The report devotes considerable space to the technological literacy of refugees, noting, among other things, that roughly 70 percent of rural refugees regularly use mobile phones to communicate, even though, due to limited access, Internet use is only available to around 10 percent.
In Nakivale, one Somali refugee operates a computer game business, charging a small fee for the use of games that he purchases on trips to nearby towns. The games are played on television sets he buys used in the settlement.
Nakivale also offers an Internet cafe. Demou-Kay, a young Congolese refugee, works there every day on a laptop computer, using the Internet connection to edit videos.

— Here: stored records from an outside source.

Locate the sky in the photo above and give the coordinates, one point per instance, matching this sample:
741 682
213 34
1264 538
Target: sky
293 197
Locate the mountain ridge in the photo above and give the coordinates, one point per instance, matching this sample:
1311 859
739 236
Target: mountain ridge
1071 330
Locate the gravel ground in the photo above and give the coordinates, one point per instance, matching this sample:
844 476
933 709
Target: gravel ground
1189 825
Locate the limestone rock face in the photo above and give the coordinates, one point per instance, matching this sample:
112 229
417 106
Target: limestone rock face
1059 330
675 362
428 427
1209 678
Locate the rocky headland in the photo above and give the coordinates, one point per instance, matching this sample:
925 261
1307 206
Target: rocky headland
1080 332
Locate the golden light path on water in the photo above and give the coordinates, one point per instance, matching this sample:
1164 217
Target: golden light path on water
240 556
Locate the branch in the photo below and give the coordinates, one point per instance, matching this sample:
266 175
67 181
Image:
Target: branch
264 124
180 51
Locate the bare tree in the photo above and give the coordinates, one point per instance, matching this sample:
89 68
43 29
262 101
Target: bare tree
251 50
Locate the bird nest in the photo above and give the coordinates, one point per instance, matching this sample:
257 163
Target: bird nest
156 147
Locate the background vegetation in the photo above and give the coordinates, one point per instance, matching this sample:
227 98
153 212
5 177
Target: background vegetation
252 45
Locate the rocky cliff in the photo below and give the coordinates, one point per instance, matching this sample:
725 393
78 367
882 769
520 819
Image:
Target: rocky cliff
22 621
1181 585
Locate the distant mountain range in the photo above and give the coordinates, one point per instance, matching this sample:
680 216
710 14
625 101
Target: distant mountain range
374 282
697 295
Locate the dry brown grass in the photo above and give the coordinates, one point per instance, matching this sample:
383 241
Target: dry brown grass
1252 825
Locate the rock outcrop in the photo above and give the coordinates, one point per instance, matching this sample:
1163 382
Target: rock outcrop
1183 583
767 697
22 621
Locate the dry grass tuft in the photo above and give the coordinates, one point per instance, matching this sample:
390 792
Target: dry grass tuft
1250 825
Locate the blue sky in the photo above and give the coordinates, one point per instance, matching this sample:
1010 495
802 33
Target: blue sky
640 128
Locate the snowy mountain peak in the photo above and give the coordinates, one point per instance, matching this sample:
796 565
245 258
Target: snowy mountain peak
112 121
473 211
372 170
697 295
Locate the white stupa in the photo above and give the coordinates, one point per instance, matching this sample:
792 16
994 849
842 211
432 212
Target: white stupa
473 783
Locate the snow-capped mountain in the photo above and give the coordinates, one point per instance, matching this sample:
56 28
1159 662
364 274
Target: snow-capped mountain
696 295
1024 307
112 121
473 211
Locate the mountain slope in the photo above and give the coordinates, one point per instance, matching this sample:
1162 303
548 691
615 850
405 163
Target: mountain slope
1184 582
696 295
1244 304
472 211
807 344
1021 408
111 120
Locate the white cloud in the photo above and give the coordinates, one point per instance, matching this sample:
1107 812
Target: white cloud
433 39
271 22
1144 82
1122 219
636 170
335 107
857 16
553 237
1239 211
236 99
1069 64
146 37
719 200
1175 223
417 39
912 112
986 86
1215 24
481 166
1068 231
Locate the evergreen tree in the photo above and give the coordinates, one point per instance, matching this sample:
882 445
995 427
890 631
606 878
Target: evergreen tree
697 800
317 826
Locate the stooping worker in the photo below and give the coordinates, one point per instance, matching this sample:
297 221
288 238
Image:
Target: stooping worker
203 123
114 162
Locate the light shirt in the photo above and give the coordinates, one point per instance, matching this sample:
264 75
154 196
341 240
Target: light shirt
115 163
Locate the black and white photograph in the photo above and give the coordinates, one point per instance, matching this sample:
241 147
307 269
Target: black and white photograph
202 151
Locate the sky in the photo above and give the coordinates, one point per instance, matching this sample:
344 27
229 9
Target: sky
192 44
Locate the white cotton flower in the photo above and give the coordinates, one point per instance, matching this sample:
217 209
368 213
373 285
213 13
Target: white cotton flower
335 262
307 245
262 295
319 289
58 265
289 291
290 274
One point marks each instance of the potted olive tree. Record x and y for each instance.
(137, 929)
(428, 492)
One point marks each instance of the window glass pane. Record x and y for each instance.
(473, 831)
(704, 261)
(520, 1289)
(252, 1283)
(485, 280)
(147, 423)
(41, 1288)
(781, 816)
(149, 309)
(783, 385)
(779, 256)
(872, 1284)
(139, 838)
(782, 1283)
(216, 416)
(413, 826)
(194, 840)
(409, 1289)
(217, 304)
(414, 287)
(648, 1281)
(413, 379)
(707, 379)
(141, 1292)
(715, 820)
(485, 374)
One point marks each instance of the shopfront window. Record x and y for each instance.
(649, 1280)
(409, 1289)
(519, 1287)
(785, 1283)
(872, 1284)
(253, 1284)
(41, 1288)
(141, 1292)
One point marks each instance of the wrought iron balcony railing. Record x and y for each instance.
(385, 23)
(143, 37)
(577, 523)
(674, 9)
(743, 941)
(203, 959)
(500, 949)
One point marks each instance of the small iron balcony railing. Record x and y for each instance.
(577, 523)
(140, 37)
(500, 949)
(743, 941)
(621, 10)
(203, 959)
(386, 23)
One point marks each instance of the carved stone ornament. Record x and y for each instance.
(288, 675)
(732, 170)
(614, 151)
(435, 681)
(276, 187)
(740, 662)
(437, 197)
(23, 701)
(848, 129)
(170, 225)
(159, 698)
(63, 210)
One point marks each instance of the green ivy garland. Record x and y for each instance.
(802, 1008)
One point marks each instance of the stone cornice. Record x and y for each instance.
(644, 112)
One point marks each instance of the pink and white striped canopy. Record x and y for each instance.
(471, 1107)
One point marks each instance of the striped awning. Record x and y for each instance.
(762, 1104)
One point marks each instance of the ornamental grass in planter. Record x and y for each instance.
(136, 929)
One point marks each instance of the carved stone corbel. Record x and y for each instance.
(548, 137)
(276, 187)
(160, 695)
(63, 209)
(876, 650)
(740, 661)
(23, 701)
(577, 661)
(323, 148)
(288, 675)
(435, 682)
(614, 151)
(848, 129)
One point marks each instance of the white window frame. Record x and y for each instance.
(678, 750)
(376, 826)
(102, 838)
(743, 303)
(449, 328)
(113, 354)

He constructed a radio transmitter out of used electrical parts and a mobile phone and runs the settlement’s only radio station, generating income by charging a small fee for song requests.
Refugees “innovate and use technology in their daily lives,” the report says. “Facilitating this form of ‘bottom-up’ innovation may offer a non-traditional way of enhancing refugees’ own capacity to develop sustainable opportunities.”
The report recommends that refugees’ skills and talents be nurtured through education, skills development, access to microcredit and financial markets, business incubation, and improved Internet access.
Understanding the economic systems of refugees, the researchers argue, “may hold the key to rethinking our entire approach to refugee assistance.”
Betts admits there is a risk that if refugees fend for themselves, that might lead to donors prematurely withdrawing assistance — which has happened in Uganda. But he is not “arguing for a withdrawal of assistance or suggesting that international protection is not crucial.”
“We are simply suggesting,” Betts explained, “that [aid] needs to be supplemented by an approach that recognizes and nurtures refugees’ skills, talents, and aspirations.”